Gil Tene is CTO and co-founder of Azul Systems. He has been involved with virtual machine technologies for the past 20 years and has been building Java technology-based products since 1995. Gil pioneered Azul's Continuously Concurrent Compacting Collector (C4), Java Virtualization, Elastic Memory, and various managed runtime and systems stack technologies that combine to deliver the industry's most scalable and robust Java platforms.

In 2006 he was named one of the Top 50 Agenda Setters in the technology industry by Silicon.com. Prior to co-founding Azul, Gil held key technology positions at Nortel Networks, Shasta Networks and at Check Point Software Technologies, where he delivered several industry-leading traffic management solutions including the industry's first Firewall-1 based security appliance. He architected operating systems for Stratus Computer, clustering solutions at Qualix/Legato, and served as an officer in the Israeli Navy Computer R and D unit. Gil holds a BSEE from The Technion Israel Institute of Technology, and has been awarded 27 patents in computer-related technologies.  

Twitter: @giltene

Presentation: Enabling Java in Latency Sensitive and Low Jitter Environments

Track: Solution Track Thursday / Time: Thursday 14:30 - 15:20 / Location: Abbey Room

Applying Java to latency and jitter sensitive applications typically involves sacrifices, tradeoffs, and contortions that greatly diminish the value, leverage, and productivity that are usually associated with the Java platform. In this talk, Gil Tene (CTO, Azul Systems) will explore newly available technologies that enable modern Java applications to finally achieve the long-sought-after goal of consistently low latency coupled with high, sustainable throughputs, and still use the full spectrum of the Java platform's capabilities. After examining the core issues that have historically kept Java environments from performing well in low latency, low jitter environments, Gil will describe technologies and deployment techniques that now allow Java developers to achieve worst case platform latencies of 10 milliseconds and less "out of the box", and maximum platform latencies of 2-3 milliseconds with very little tuning effort. Gil will share some aggressive system tuning methods that can even drive peak Java application latencies below the 1 millisecond mark, and highlight some of the "secret sauce" that makes such breakthroughs in Java platform behavior possible.

Presentation: How NOT to Measure Latency

Track: Finance (Design & Architecture) / Time: Thursday 15:40 - 16:30 / Location: Elizabeth Windsor

Time is Money. Especially in finance sector applications. Understanding application responsiveness and latency is critical not only for delivering good application behavior. It is critical for maintaining profitability and containing risk. But good characterization of bad data is useless. When measurements of response time present false or misleading latency information, even the best analysis can lead to wrong operational decisions and poor application experience.
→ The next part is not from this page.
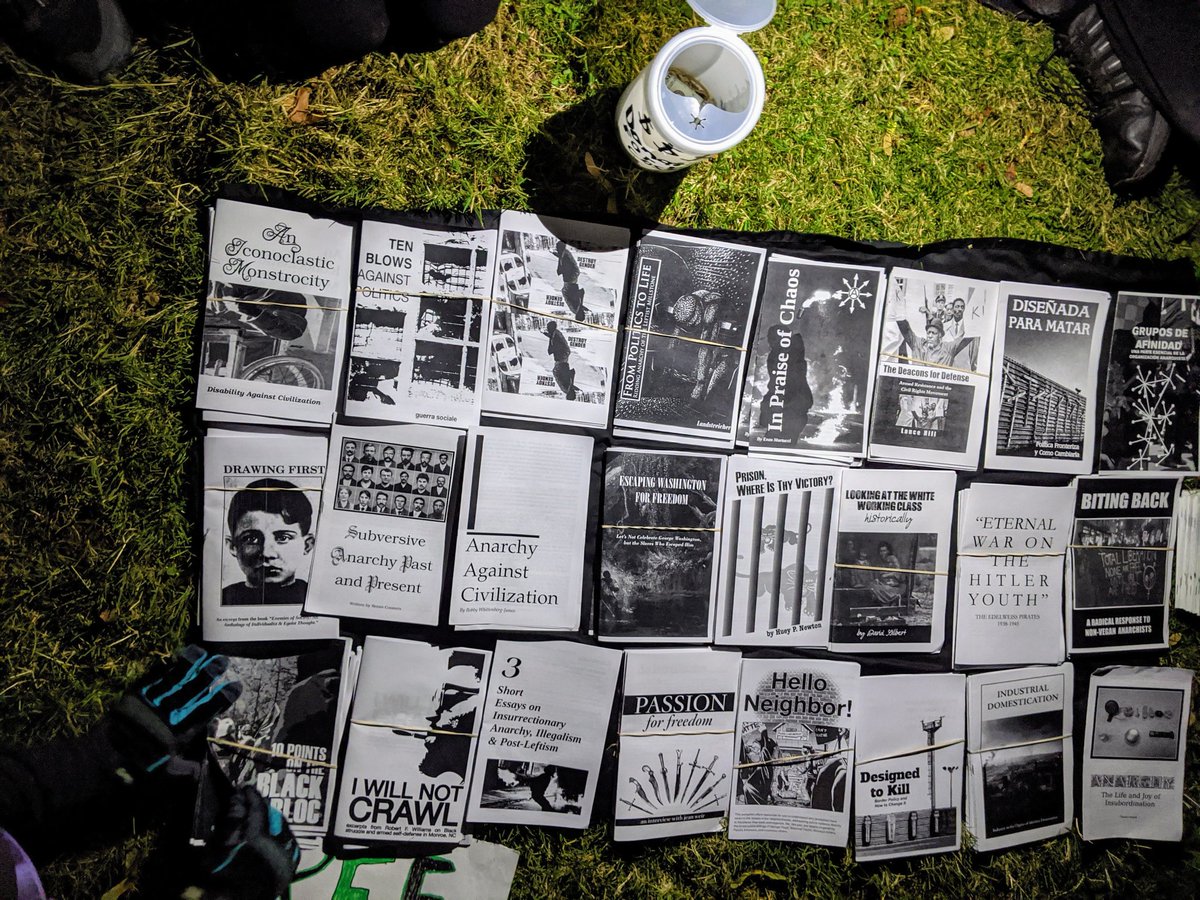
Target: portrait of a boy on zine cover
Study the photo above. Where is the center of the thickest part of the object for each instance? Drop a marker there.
(270, 535)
In this presentation, Gil Tene (CTO, Azul Systems) discusses some common pitfalls encountered in measuring and characterizing latency. Gil demonstrates and discusses some false assumptions and measurement techniques that lead to dramatically incorrect reporting results, and covers simple ways to sanity check and correct these situations. He discusses the fallacy of using standard deviation measurements, the strongly multi-modal nature of latency, common discontinuities found in most computing platforms, and how back pressure and coordinated data omission issues can literally skew measurement results by orders of magnitude. Gil introduces and demonstrates how simple and recently open sourced tools can be used to improve and gain higher confidence in both latency measurement and reporting.